To be atomic or non-atomic, that is the question (Fizzbee) — Jack Vanlightly

To be atomic or non-atomic, that is the question (Fizzbee)

After posting my last Kafka transactions diary entry, JP (the Fizzbee maintainer) wrote a refactored version using non-atomic actions and a different way of representing the network. It’s a very interesting variant and I’m tempted to switch over to his version.

When an action is not atomic, execution of an action could yield at any moment to a different action in a different role instance or even the same role instance. With this yielding we can also replace explicit message passing with direct invocation of a function on another node. The invocation and the response can all yield to other concurrent events happening across the system.

Let me use a simple example to demonstrate - Ping-Pong.

Fig 1. The basic idea of this ping pong spec.

Ping-pong with atomic actions and explicit message passing

I can make a spec with atomic actions, and explicit message passing as follows:

always assertion AllOk:
for pinger in pingers:
if pinger.received != None and pinger.received != pinger.expected:
return False
return True
role Ping:
action Init:
self.name = "pinger-" + str(self.ID)
self.expected = None
self.received = None
atomic action SendPing:
require self.expected == None
msg = record(source = self.ID,
name = self.name)
network[ponger.ID].add(msg)
self.expected = "hello " + self.name
atomic action ReceivePong:
recv_msg = any network[self.ID]
self.received = recv_msg
role Pong:
atomic action ReceivePing:
recv_msg = any network[self.ID]
send_msg = "hello " + recv_msg.name
network[recv_msg.source].add(send_msg)
network[self.ID].remove(recv_msg)
action Init:
network = {}
pingers = bag()
for id in range(2):
pinger = Ping(ID=id)
pingers.add(pinger)
network[pinger.ID] = genericset()
ponger = Pong(ID=100)
network[ponger.ID] = genericset()
view raw atomic.fizz hosted with ❤ by GitHub

This models each of the following as atomic:

  • Sending the ping

  • Receiving the ping and sending the pong

  • Receiving the pong

The network, modeled as a map, enables this division of work into asynchronous atomic units.

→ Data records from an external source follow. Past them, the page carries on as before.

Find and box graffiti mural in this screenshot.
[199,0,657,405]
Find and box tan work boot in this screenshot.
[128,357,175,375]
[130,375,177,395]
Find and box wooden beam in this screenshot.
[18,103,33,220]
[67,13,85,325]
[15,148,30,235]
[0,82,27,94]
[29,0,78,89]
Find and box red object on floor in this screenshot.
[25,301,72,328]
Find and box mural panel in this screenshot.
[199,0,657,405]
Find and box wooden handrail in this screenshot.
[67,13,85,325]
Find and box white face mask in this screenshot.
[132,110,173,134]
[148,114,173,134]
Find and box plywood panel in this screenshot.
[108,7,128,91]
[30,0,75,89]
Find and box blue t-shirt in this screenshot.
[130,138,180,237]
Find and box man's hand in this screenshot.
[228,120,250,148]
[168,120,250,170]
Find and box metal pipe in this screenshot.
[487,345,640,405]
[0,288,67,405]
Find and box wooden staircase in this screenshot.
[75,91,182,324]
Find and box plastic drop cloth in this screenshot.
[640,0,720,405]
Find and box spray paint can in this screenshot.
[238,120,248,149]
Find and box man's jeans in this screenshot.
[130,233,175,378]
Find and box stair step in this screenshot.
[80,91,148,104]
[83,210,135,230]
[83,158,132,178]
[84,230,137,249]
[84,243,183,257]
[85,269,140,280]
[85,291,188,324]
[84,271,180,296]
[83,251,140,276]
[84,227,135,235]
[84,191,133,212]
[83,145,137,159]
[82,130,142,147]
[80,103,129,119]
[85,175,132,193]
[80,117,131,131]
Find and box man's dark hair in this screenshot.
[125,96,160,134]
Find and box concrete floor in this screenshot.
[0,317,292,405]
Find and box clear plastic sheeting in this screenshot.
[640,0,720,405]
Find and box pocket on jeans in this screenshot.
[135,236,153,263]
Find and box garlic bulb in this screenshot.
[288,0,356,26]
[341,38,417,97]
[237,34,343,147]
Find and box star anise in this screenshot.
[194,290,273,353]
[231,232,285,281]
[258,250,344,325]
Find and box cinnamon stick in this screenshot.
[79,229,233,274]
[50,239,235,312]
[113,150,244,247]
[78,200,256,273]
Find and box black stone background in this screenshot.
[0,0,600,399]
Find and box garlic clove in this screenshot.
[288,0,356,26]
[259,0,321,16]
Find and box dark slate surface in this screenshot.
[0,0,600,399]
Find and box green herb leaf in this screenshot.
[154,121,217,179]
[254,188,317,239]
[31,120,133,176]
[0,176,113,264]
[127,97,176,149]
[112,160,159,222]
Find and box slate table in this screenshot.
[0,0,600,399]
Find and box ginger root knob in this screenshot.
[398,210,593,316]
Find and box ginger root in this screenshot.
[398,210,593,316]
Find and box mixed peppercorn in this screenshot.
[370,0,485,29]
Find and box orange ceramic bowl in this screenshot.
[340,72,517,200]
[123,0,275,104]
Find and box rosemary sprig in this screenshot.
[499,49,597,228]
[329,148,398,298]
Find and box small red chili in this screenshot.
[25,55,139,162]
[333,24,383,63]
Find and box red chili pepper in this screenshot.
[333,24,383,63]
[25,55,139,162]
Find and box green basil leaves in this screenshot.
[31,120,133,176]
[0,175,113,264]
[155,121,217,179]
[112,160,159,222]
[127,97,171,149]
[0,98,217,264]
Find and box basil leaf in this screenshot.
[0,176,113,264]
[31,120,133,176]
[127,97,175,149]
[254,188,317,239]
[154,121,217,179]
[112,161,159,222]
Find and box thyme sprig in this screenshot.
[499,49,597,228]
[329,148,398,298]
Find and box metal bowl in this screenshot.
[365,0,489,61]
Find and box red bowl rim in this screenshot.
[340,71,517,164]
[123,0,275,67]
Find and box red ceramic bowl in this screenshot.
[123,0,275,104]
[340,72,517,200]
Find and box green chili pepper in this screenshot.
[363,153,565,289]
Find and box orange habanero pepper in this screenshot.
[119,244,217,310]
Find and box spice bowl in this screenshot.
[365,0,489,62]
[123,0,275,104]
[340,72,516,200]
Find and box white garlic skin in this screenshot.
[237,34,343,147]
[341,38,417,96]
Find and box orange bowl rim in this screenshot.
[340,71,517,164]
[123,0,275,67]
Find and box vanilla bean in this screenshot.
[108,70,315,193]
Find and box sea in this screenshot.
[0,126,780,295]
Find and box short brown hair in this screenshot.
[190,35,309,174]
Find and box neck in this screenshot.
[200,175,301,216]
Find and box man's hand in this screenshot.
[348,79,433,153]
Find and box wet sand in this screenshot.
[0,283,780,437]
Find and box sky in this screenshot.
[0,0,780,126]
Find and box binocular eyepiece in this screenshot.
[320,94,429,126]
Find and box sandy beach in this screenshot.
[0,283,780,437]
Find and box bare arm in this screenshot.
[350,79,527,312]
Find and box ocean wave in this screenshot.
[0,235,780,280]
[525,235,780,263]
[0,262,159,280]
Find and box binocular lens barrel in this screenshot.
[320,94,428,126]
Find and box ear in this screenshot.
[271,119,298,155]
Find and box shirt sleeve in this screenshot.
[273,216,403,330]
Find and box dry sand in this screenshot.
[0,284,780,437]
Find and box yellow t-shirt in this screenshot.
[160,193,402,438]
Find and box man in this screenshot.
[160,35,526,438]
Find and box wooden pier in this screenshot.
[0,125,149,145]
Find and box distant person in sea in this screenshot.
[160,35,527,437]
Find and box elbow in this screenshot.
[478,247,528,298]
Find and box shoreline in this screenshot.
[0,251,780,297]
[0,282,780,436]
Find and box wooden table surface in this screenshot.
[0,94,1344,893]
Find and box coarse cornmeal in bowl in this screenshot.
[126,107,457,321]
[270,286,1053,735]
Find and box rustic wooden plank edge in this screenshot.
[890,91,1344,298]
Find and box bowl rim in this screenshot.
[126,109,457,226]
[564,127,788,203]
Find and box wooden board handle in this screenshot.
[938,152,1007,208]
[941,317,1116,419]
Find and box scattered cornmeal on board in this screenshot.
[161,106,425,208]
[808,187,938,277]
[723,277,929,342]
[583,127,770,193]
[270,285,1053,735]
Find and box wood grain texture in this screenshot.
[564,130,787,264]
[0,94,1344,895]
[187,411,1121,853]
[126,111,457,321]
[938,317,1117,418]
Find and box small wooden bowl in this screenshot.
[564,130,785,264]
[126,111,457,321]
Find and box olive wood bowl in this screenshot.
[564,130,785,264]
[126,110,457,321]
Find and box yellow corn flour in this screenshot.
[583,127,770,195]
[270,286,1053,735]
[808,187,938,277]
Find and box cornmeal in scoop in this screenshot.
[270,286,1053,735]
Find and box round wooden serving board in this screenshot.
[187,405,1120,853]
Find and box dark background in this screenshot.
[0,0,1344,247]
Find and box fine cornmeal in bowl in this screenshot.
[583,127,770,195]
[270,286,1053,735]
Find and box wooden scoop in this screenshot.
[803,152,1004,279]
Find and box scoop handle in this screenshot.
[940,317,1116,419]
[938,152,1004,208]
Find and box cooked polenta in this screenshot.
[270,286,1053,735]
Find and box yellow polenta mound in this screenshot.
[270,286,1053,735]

With 2 pingers and 1 ponger, it gives us 16 unique states.

Let’s look at a non-atomic variant of this ping-pong spec.

Ping-pong with non-atomic actions and implicit channels

always assertion AllOk:
for pinger in pingers:
if pinger.received != None and pinger.received != pinger.expected:
return False
return True
role Ping:
action Init:
self.name = "pinger-" + str(self.ID)
self.expected = None
self.received = None
action DoPing:
require self.expected == None
self.expected = "hello " + self.name
result = ponger.ProcessPing(self.name)
self.received = result
role Pong:
func ProcessPing(name):
response = "hello " + name
return response
action Init:
pingers = bag()
for id in range(2):
pinger = Ping(ID=id)
pingers.add(pinger)
ponger = Pong()
view raw nonatomic.fizz hosted with ❤ by GitHub

In this version, each action is non-atomic which means that the model checker can suspend an action at any time (yield) and start or resume another action.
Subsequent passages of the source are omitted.